Diagnosis and Medical Management of Adrenal Tumors
Initial Diagnostic Workup
Every patient with a suspected adrenal tumor must undergo both unenhanced CT imaging and comprehensive hormonal evaluation before any surgical intervention, regardless of how benign the tumor appears on imaging. 1, 2
Mandatory Imaging Protocol
- Unenhanced CT of the abdomen is the required first-line imaging study for all adrenal masses, providing critical diagnostic information through Hounsfield unit (HU) measurement 1, 3
- Lesions with **HU <10 strongly indicate benign adenoma**, while HU >10 require further evaluation with second-line imaging or functional studies 1, 4
- Concurrent chest CT should be obtained to evaluate for metastatic disease 1
- Tumors >4 cm carry significantly higher malignancy risk and warrant aggressive workup 5, 3
Mandatory Hormonal Screening (All Patients)

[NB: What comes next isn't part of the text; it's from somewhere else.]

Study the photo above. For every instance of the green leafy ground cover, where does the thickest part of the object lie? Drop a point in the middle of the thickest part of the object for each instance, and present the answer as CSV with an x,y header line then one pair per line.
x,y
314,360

Complete the following hormonal evaluation before any surgical planning:
Cortisol Excess Screening
- 1 mg overnight dexamethasone suppression test is the preferred screening method 1, 2
- Measure plasma ACTH levels 1, 2
- Consider 24-hour urinary free cortisol and basal serum cortisol 1
Catecholamine Excess Screening (Critical for Safety)

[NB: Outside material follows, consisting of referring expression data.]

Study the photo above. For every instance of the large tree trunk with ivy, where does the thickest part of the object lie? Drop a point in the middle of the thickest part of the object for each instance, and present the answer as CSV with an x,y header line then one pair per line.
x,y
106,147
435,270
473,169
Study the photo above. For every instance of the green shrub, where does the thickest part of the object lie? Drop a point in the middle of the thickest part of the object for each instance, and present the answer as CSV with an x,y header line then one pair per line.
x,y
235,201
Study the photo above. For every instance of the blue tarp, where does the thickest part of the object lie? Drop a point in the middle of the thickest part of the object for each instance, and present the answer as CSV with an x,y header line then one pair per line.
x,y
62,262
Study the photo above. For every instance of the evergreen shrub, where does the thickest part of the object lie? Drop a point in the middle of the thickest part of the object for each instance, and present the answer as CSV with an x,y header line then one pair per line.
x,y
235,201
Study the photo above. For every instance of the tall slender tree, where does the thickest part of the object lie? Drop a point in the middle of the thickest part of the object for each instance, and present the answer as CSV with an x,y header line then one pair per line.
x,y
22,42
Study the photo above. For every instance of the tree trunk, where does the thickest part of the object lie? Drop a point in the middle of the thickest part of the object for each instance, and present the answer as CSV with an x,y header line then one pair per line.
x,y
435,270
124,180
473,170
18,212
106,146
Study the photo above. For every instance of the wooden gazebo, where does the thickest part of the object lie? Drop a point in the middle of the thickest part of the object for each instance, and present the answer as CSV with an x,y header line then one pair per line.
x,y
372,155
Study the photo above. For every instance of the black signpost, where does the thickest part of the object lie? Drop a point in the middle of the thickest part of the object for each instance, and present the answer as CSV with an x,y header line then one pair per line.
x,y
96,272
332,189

- Plasma free metanephrines are the preferred test 1, 2
- Alternative: 24-hour urinary fractionated metanephrines 1, 2
- This test is absolutely mandatory for all patients with adrenal masses >10 HU or any symptoms of catecholamine excess 2
Aldosterone Excess Screening
- Aldosterone-to-renin ratio if hypertension and/or hypokalemia are present 1, 2
- Measure serum potassium levels 2
Androgen/Sex Hormone Screening
- Measure DHEA-S, 17-OH-progesterone, androstenedione, and 17-beta-estradiol in specific cases: young patients, virilization symptoms, or imaging features suggesting adrenocortical carcinoma 2, 3
Management Algorithm Based on Initial Findings
If Lesion Appears Benign on Imaging (HU <10)
- Repeat unenhanced CT in one year 5
- Annual hormone testing for four years 5
- If significant growth (>1 cm increase in diameter) occurs, proceed to surgery 5, 6
If Lesion is Indeterminate (HU >10) or Large (>4 cm)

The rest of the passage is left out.